The emergence of New World agriculture can be linked to monsoon strengthening that occurred 11,000 years ago, according to a new study by UNLV geoscientist Matthew Lachniet.
Findings from Lachniet and a team of researchers show that rainfall in the summer monsoon in Mesoamerica is sensitive to changing climate conditions, and may experience rapid and abrupt collapses. Thus, the strength of the summer monsoon - which supplies water for agriculture in Mexico - should be considered potentially unstable in the face of additional human-caused climate changes. The findings were recently published online this week in the journal Proceedings of the National Academy of Sciences.
Lachniet and the team determined the results by the measuring naturally occurring oxygen isotopes in southwestern Mexico cave stalagmites. Stalagmites are common cave formations that act as ancient rain gauges to record historic climate data. Stalagmites grow upward at rates of inches every few hundred years as mineral-rich waters seep through the ground above and drop from the tips of stalactites on cave ceilings. Calcite minerals from tiny drops of water accumulate over thousands of years and, much like tree rings, accurately record the rainfall history of an area.
"We were surprised to see that rainfall amounts can change dramatically in just a few hundred years," said Lachniet, whose research is part of a six-year long project to investigate the North American Monsoon in Mexico. "This is a worrying sign for future water resources as most of Mexico and the southwestern United States is projected to become drier in the future."
The study area is important to scientists because it served as the epicenter for the domestication of maize (corn) by early humans at the emergence of New World agriculture.
"These results show that the monsoon can collapse in as little as a few decades, which must have required some flexibility in the pre-Columbian human response to summer rainfall changes," Lachniet said. "For example, the early farmers used lake-margin settings for their maize crops, possibly because these areas were wetter and monsoon rainfall wasn't always reliable enough for their annual plantings."
The wet conditions beginning 11,000 years ago were associated with an intensification of the summer rains, a climate system known as the Mesoamerican monsoon, which followed a millennia-long dry and cold period known as the Younger Dryas. Although humans were first present in Mexico during the Younger Dryas interval, climatic conditions were not yet favorable for agriculture.
Another finding of the study is that the Mesoamerican monsoon was active, and conditions were wet, during the last Ice Age approximately 20,000 years ago when an extensive ice sheet covered much of Canada and the United States.
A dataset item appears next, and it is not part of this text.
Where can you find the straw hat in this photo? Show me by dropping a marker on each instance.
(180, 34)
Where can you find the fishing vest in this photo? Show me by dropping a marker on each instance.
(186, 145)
This result is surprising because previous studies had invoked a collapse of the Mesoamerican monsoon during full glacial periods.
However, Lachniet's team has shown that the monsoon "collapse" occurred later, around 17,000 years ago, a time interval that coincided with a massive disintegration of the northern hemisphere ice sheets. This ice sheet disintegration event produced groups of icebergs into the North Atlantic Ocean, like the one that sunk the Titanic, and caused ocean currents to shut down and the monsoon rains to stay south of Mexico.
Further, the rainfall reconstruction shows that the strength of today's monsoon is weaker than 11,000 years ago, a result that is attributed to decreasing solar radiation reaching the subtropical regions of Mexico due to the regular change in the configuration of Earth's orbit around the sun, a parameter called insolation. Typically, stronger insolation during the summer months leads to a stronger monsoon because of enhanced ocean and land surface heating.
About the Study
The study, "Orbital pacing and ocean circulation-induced collapses of the Mesoamerican monsoon over the past 22,000 years" was published in the "Early Edition" of the journal Proceedings of the National Academy of Sciences and was supported by grants from the National Science Foundation and the National Geographic Society. Analyses were completed at the Las Vegas Isotope Science Laboratory, housed in the UNLV Science and Engineering Building.
The study sites included Juxtlahuaca Cave, in the Sierra Madre del Sur of southwestern Mexico. Partnering with Lachniet were Juan Pablo Bernal of the Universidad Aut?noma de Mexico (UNAM) in Quer?taro; Lorenzo Vazquez-Selem of UNAM in Mexico City; and Yemane Asmerom and Victor Polyak from the University of New Mexico.